The U.S. was aware of Pakistan’s nuclear program but turned a blind eye to it during the original Afghan jihad. As soon as the Soviets were defeated, the U.S. Congress barred American military aid to Pakistan. Has the world made an unfair distinction between Pakistan’s and India’s pursuit of a nuclear program?

The Afghan War was a blessing for our nuclear program. It was not that the Western countries actively supported it but that they were too scared and occupied with the Russian invasion of Afghanistan and its future consequences to actively oppose it. Neither the Americans nor the British had a clue about the status of our program until 1990. After the Afghan War they slapped sanctions on us to extract concessions from [fomer Pakistani president] Benazir Bhutto’s government, but [former president] Ghulam Ishaq Khan and [former Army chief] Gen. Aslam Beg frustrated their nefarious designs.

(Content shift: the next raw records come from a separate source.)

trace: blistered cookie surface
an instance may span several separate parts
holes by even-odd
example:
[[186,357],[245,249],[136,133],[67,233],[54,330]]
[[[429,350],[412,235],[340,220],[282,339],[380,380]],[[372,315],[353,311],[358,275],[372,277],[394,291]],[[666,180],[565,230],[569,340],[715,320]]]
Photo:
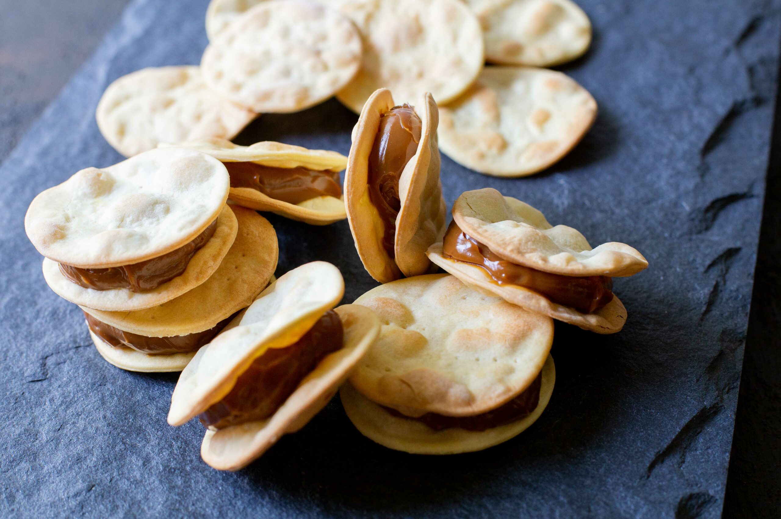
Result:
[[95,118],[109,144],[126,157],[159,143],[231,139],[257,114],[216,95],[197,66],[148,68],[106,88]]
[[591,94],[560,72],[489,66],[440,108],[440,148],[482,173],[531,175],[566,155],[596,116]]
[[430,92],[441,105],[454,99],[483,68],[483,33],[474,14],[458,0],[327,0],[361,30],[363,61],[337,95],[360,113],[378,88],[397,105],[414,104]]
[[486,59],[553,66],[574,59],[591,42],[591,23],[570,0],[465,0],[483,27]]
[[243,13],[206,48],[216,92],[256,112],[302,110],[333,95],[361,64],[361,38],[336,9],[269,0]]
[[550,318],[452,275],[394,281],[355,304],[374,310],[382,327],[350,382],[410,415],[469,416],[505,403],[534,380],[553,341]]
[[44,256],[103,268],[173,251],[219,214],[230,180],[223,164],[182,148],[157,149],[103,169],[87,168],[37,196],[25,229]]
[[577,229],[551,226],[537,209],[490,187],[462,194],[453,204],[453,219],[494,254],[546,272],[620,277],[648,266],[629,245],[609,242],[592,249]]

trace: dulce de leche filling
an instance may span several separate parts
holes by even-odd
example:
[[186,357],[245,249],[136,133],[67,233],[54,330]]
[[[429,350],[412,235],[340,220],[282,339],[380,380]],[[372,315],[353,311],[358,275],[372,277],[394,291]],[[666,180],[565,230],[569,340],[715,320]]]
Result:
[[426,413],[417,418],[412,418],[390,407],[385,407],[385,410],[394,416],[422,421],[435,431],[454,427],[467,431],[485,431],[529,416],[540,403],[541,386],[542,371],[537,375],[531,386],[507,403],[475,416],[445,416],[437,413]]
[[383,247],[395,258],[396,217],[401,208],[398,180],[418,151],[423,123],[409,105],[394,106],[380,118],[369,155],[369,198],[384,224]]
[[134,292],[152,290],[181,275],[190,260],[212,239],[216,229],[217,220],[215,220],[186,245],[145,261],[108,268],[81,268],[60,263],[59,272],[79,286],[95,290],[112,288],[127,288]]
[[544,272],[508,261],[469,236],[454,220],[448,227],[442,255],[482,267],[500,285],[518,285],[539,292],[554,303],[590,313],[613,299],[613,280],[606,275],[576,277]]
[[220,429],[269,418],[326,355],[342,347],[343,336],[339,315],[326,311],[297,342],[256,358],[230,393],[198,414],[201,423]]
[[223,162],[230,176],[231,187],[249,187],[269,198],[288,204],[317,197],[341,197],[339,173],[303,167],[275,168],[255,162]]
[[169,355],[194,351],[211,342],[212,339],[230,322],[234,315],[223,319],[213,328],[203,332],[170,337],[147,337],[120,330],[84,312],[87,325],[90,330],[109,346],[115,348],[131,348],[149,355]]

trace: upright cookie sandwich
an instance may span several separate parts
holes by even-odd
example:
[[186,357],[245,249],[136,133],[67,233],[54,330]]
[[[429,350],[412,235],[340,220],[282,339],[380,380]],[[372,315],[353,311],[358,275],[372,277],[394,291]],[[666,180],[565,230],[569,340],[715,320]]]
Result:
[[395,106],[380,88],[353,130],[344,204],[358,256],[380,283],[432,268],[426,250],[445,229],[437,121],[430,94]]
[[179,144],[221,161],[230,176],[234,204],[269,211],[313,226],[347,218],[339,172],[347,157],[326,150],[308,150],[278,142],[238,146],[224,139]]
[[378,286],[357,300],[383,322],[341,390],[362,434],[417,454],[481,450],[515,436],[553,392],[553,321],[452,275]]
[[294,268],[198,350],[171,396],[168,423],[208,428],[201,456],[237,470],[322,409],[376,338],[365,307],[333,307],[344,282],[324,261]]
[[92,341],[111,364],[134,371],[178,371],[268,285],[276,268],[276,233],[239,206],[238,233],[216,272],[159,306],[134,311],[82,307]]
[[532,206],[491,188],[458,197],[444,240],[429,258],[476,290],[597,333],[615,333],[626,321],[612,278],[648,266],[629,245],[592,249],[577,230],[554,227]]
[[24,225],[59,296],[107,311],[162,304],[203,283],[238,224],[225,166],[182,148],[87,168],[38,194]]

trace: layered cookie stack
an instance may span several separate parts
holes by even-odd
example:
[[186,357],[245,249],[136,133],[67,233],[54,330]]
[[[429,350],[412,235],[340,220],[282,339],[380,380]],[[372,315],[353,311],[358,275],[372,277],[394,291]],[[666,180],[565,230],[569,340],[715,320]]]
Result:
[[184,148],[83,169],[33,200],[27,236],[46,283],[84,311],[109,362],[180,371],[268,284],[276,235],[226,204],[219,161]]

There have been reports that the American Joint Special Operations Command wanted to assassinate you. How safe do you feel?

It is all pure humbug. Nobody ever tried to assassinate me. I traveled all over the world at a time when everyone knew that I was the architect of Pakistan’s nuclear weapons program. The fact is that Allah Almighty had not yet fixed the time and place for my demise. I never was, and never will be, afraid of so-called threats. When our predetermined time comes, Hazrat Izrael [the angel of death] will find us, no matter where we are hiding.

Have the wars in Afghanistan and Iraq made the world safer?

No, the world is not a safer place. Nationalists—call them fundamentalists or extremists if you like—have obtained a mobilization point with [the wars], have united, and are determined to negate the plans and designs of the Western countries.

The CIA chief, Leon Panetta, said earlier this year that Pakistan is now the headquarters of Al Qaeda. British leaders have declared Pakistan the exporter of global terrorism. Is this accurate, and, if so, what can Pakistan do to turn the tide?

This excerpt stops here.